4. Course Content (Body of knowledge) -
  1. Force systems acting on particles and on rigid bodies
    1. Forces in a Plane
      1. Vectors
      2. Resultant vectors
      3. Resolution into components
    2. Forces in Space
      1. Addition
      2. Components
  2. Equilibrium of particles and rigid bodies in two and three dimensions
    1. External and Internal forces
    2. Vector Product
    3. Moment of a force about a point
    4. Scalar product
    5. Moment of a force about an axis
    6. Moment of a couple
    7. Addition of couples
    8. Reduction of a system to one force and one couple
    9. Equivalent systems
    10. Equilibrium of a rigid body in two and three dimensions
    11. Equilibrium of a two-force body
    12. Equilibrium of a three-force body
    13. Reactions at supports and connections
  3. Distributed forces
    1. Center of gravity of a two-dimensional body
    2. Centroids of areas and lines
    3. Determination of centroids by integration
    4. Distributed loads on beams
    5. Center of gravity of a three-dimensional body
    6. Determination of centroids by integration
    7. Moments of Inertia of Areas
    8. Moments of Inertia of a Mass
  4. Analysis of structures
    1. Trusses
      1. Simple trusses
      2. Analysis by method of joints
      3. Analysis by method of sectioins
    2. Frames
      1. Analysis of a frame
      2. machines
    3. Beams
      1. Types of loading
      2. Shear and bending moment in a beam
      3. Shear and bending moment diagrams
    4. Cables
      1. Cables with concentrated loads
      2. Cables with distributed loads
  5. Friction
    1. Dry friction and coefficient of friction
    2. Angles of friction
    3. Wedges
  6. Virtual work and stability of equilibrium
    1. Principle of Virtual Work
    2. Real machines
    3. Potential Energy
    4. Stability of equilibrium
5. Repeatability - Moved to header area.
6. Methods of Evaluation -
  1. Homework assignments such as problem sets and projects
  2. Might include unannounced short quizzes
  3. Two or more examinations during the quarter
  4. Comprehensive final examination
7. Representative Text(s) -
Beer, Johnson, and Mazurek, Vector Mechanics for Engineers, Statics, 10th ed., Mc Graw Hill, 2013.

8. Disciplines -
9. Method of Instruction -
Lecture, discussion, group work.
10. Lab Content -
Not applicable.
11. Honors Description - No longer used. Integrated into main description section.

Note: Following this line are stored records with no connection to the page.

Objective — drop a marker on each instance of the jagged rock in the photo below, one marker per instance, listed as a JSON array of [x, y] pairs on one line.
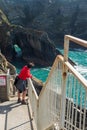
[[5, 65], [35, 45], [56, 17]]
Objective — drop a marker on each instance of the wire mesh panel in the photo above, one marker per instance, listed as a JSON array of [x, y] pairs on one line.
[[51, 98]]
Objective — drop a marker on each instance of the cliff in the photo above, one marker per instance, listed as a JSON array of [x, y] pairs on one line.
[[35, 45], [56, 17]]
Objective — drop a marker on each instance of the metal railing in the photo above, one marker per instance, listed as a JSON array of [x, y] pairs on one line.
[[63, 99]]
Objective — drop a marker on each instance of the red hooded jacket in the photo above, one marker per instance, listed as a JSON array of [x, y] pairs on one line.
[[25, 73]]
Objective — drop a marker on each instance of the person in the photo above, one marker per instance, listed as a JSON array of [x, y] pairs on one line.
[[22, 82]]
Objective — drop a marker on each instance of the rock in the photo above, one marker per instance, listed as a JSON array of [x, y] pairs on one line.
[[35, 45]]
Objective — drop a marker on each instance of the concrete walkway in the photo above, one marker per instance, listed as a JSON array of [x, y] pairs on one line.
[[14, 116]]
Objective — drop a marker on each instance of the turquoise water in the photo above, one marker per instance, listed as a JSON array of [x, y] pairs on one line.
[[79, 56]]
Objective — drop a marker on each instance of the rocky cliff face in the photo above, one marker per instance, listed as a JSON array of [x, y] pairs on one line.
[[35, 45], [53, 18], [56, 17]]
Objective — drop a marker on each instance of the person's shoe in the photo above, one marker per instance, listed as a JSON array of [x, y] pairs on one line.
[[24, 102], [19, 100]]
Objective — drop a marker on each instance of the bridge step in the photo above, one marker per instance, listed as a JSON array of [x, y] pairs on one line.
[[14, 115]]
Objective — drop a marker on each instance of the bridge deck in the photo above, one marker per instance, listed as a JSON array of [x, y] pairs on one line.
[[14, 116]]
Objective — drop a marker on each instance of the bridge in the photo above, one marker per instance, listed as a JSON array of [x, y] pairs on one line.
[[60, 105]]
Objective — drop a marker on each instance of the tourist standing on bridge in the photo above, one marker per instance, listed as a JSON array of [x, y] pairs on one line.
[[22, 82]]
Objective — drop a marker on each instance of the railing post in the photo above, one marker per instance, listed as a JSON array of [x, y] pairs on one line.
[[64, 76], [66, 48], [8, 83]]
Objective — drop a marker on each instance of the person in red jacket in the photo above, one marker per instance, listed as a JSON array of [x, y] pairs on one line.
[[22, 81]]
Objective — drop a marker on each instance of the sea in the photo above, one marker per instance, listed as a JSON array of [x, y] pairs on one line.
[[78, 56]]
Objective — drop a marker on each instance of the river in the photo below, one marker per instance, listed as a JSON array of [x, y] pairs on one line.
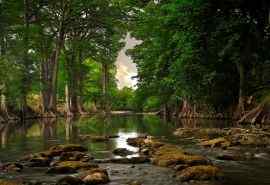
[[17, 140]]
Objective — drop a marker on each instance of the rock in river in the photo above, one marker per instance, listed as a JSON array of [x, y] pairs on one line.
[[71, 167], [122, 152], [201, 172], [95, 176]]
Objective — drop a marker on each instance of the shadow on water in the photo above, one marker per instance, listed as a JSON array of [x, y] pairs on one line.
[[18, 139]]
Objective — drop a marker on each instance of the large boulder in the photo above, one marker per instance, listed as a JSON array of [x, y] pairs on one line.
[[201, 172]]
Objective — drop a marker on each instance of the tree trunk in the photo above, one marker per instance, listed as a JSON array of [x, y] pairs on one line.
[[105, 80], [26, 62], [68, 102], [241, 96], [55, 66], [3, 108]]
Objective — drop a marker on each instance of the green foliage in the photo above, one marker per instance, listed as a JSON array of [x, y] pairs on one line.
[[192, 49]]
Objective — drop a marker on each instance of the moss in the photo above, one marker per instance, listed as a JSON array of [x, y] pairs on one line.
[[71, 167], [170, 155], [217, 142], [199, 173], [77, 165], [69, 148], [95, 176], [9, 182]]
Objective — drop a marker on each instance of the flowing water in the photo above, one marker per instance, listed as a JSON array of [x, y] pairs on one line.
[[17, 140]]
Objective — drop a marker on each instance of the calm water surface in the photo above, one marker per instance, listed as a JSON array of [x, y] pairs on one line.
[[17, 140]]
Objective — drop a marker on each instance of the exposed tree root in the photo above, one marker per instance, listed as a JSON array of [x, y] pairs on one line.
[[259, 114]]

12. Types and/or Examples of Required Reading, Writing and Outside of Class Assignments -
  1. Homework assignments: Problem sets require application of concepts and equations from class
  2. Text: Careful reading and rereading of the text and lecture notes
13. Need/Justification -
This course is a restricted support course for the AS degree in Engineering.